In a dichotomous case-control study, when testing the main genetic effect on case-control status, usually the case-control designation is permuted across subjects; these methods are now standard with GWAS software (e.g., PLINK release v1·03 (Purcell et al., 2007
)). However, for quantitative trait interactions it is not clear if the QT measure (Y
) should be permuted, and what level of randomization (full, reduced, or constrained) is required. If the significance of an interaction term between SNP and diagnosis is being assessed, for example, the method may permute residuals for that term rather than the original raw data. Depending on the precise factorial design, full permutation may not be used, but rather permutation within exchangeable units within the design (for more detail on these issues, see for example (Manly, 1997
); (Anderson & Ter Braak, 2002
; Jung, Jhun, & Song, 2006
With the increasing interest about the identification of improved multiple testing procedures for GWAS, we suggest a possible strategy to modify the existing non-parametric inferential procedures in order to fit the interaction event statistical assumptions.. For illustrative purposes we propose to randomly select a sample of SNPs (e.g. say 1% or 5,000 of the 500,000 SNPs in the GWAS) and perform the permutation tests 1,000 times for each of the 5,000 SNPs creating a set of 5 million interaction p values, representing a null distribution for a random sample of SNPs in the GWAS. From this null distribution, the top 5% or 1% empirical threshold p-value can be set as an empirically determined, genome-wide threshold. The number of SNPs and permutations required to achieve the desire power will depend on sample size. This combines the strength of the permutation testing method with the GWAS data to determine an underlying null distribution for the full GWAS (see Weinberger presentation to Psych Gen NYC 2008).

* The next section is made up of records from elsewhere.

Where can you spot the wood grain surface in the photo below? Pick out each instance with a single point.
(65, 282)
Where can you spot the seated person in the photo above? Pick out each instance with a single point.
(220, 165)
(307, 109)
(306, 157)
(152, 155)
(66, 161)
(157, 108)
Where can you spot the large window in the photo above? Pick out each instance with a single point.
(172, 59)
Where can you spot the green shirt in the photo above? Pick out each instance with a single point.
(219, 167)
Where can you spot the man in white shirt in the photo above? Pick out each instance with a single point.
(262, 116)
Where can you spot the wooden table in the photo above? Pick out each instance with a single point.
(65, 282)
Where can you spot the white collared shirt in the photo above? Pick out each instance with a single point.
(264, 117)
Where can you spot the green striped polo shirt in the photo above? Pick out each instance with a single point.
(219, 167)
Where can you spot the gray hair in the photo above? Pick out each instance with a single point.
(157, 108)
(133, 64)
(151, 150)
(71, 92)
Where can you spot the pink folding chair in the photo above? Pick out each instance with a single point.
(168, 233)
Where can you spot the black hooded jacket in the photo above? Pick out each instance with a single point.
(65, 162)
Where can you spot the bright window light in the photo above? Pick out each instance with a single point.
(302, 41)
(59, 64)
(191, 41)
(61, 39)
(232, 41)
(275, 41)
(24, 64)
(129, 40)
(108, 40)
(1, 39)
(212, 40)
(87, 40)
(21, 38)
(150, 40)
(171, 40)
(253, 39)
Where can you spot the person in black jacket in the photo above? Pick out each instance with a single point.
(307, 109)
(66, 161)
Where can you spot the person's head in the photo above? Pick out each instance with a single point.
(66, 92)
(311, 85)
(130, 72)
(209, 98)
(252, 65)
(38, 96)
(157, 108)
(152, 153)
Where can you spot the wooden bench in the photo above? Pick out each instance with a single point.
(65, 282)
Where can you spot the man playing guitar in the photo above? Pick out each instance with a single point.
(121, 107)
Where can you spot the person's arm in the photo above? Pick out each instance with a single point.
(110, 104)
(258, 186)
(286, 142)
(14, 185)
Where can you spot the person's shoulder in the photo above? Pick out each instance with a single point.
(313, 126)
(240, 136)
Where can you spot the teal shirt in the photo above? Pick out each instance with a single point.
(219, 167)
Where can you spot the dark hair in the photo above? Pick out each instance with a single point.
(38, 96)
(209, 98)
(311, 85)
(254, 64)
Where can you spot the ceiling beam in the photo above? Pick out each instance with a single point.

Additional SNPs in the same region
Combinations of SNPs can also be considered, through various “haplotype-based” approaches (Seasholtz et al., 2006
), though that has not been applied to a GWAS with a QT. The greater the number of significant tagging SNPs in proximity to one another, the smaller is the likelihood of a finding being a false positive. As chromosomal regions rather than individual SNPs represent the inherited units into which am inherited genome can be partitioned, finding several significant tagging SNPs in physical proximity provide additional support for the locus being a true risk factor. The focus on tagging SNPs is critical, since we already know that adjacent SNPs are more likely to be in greater linkage disequilibrium and hence finding many close SNPs significant may not be particularly relevant since they share the same meaning. Haplotype approaches may also be able to capture effects in SNPs which are rare, in the 1–5% range (de Bakker et al., 2005
; Kamatani et al., 2004
; Lin, Chakravarti, & Cutler, 2004
). The haplotype approach known as the “sliding window” (Fallin & Schork, 2000
) can be used to detect the effects of rare alleles, using the extended block method of Purcell (Purcell et al., 2007
). A complete catalogue of all the low frequency SNPs and CNVs discovered will improve pinpointing genes, structural variants in chromosomes and other individual genomic variations that are associated with disease.